Elek­tro­kleinst­fahr­zeuge

Die Tücken der nach­träg­li­chen Zulas­sung von E-Scoo­tern

Schon vor der offiziellen Straßenzulassung wurden Tausende E-Scooter in Deutschland verkauft. Die meisten erfüllen die Vorgaben aber nicht. Eine nachträgliche Genehmigung ist aufwendig. Frank Schneider vom TÜV-Verband über adäquate Batterien, Bremsen, Beleuchtung - und den schwierigen Nachweis der korrekten Höchstgeschwindigkeit

Herr Schneider, sind alle bisher gekauften E-Scooter für den Elektroschrott?
Frank Schneider:
Was die Nutzung dieser E-Scooter auf öffentlichen Straßen und Wegen angeht, befürchte ich: Ja. Denn die meisten dieser Gefährte haben keine Betriebserlaubnis und dürfen deshalb nicht im öffentlichen Verkehrsraum genutzt werden.

Kann ich mir die Genehmigung nicht jetzt noch besorgen?
Schneider:
Doch, für die Kunden bliebe noch der Weg über die Einzelbetriebserlaubnis (EBE). Aber das ist sehr aufwendig.

Was muss ich denn dafür tun?
Schneider:
Idealerweise besorgt man sich dafür beim Hersteller die erforderlichen Prüfzeugnisse für das Fahrzeug. Daraus geht unter anderem hervor, dass Batteriesicherheit, Bremsen und Beleuchtung der Verordnung entsprechen. Unsere Befürchtung ist aber, dass viele der bereits verkauften E-Scooter die gesetzlichen Vorgaben nicht erfüllen und demzufolge auch die Prüfzeugnisse nicht bekommen.

Kann ich meinen E-Scooter dann selber so umbauen, dass er den Vorgaben entspricht?
Schneider:
Theoretisch ja, wenn man technisch versiert ist und sich in die Verordnung einliest. Die Vorgaben sind genau beschrieben, zum Beispiel, an welcher Stelle die Beleuchtung anzubringen ist. Komplizierter wird es bei beim Thema Manipulationssicherheit. Es muss beispielsweise sichergestellt sein, dass die Fahrzeuge nicht schneller als die erlaubten 20 Stundenkilometer fahren können. Für Laien dürften solche Nachweise nur schwer zu erbringen sein.

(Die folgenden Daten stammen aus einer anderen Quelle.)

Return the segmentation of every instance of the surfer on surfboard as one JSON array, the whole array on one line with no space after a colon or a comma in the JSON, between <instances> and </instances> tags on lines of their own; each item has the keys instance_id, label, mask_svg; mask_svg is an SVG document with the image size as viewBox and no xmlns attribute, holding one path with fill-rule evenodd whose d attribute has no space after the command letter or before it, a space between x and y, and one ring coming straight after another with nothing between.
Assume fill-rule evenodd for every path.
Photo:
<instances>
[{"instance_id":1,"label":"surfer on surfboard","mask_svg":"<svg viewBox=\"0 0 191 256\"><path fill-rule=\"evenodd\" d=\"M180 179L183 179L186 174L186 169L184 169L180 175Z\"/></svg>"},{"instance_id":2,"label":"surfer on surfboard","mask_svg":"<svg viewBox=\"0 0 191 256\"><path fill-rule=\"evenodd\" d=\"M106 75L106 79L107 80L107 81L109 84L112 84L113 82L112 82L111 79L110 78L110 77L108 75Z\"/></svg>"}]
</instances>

Wenn ich das aber geschafft habe, bekomme ich dann eine Einzelbetriebserlaubnis?
Schneider:
Erst muss eine Technische Prüfstelle oder ein Technischer Dienst ein Gutachten erstellen, welches die Erfüllung der Vorschriften nachweist. Damit kann der Besitzer dann zur Zulassungsstelle gehen. Dort erhält er die Einzelbetriebserlaubnis. Knackpunkt: Das Fahrzeug muss danach noch mit der EBE-Nummer gekennzeichnet werden, um bei einer eventuellen Kontrolle zweifelsfrei dem Versicherten zugeordnet werden zu können. Wer und in welcher Form diese Kennzeichnung vornimmt, ist noch nicht geklärt.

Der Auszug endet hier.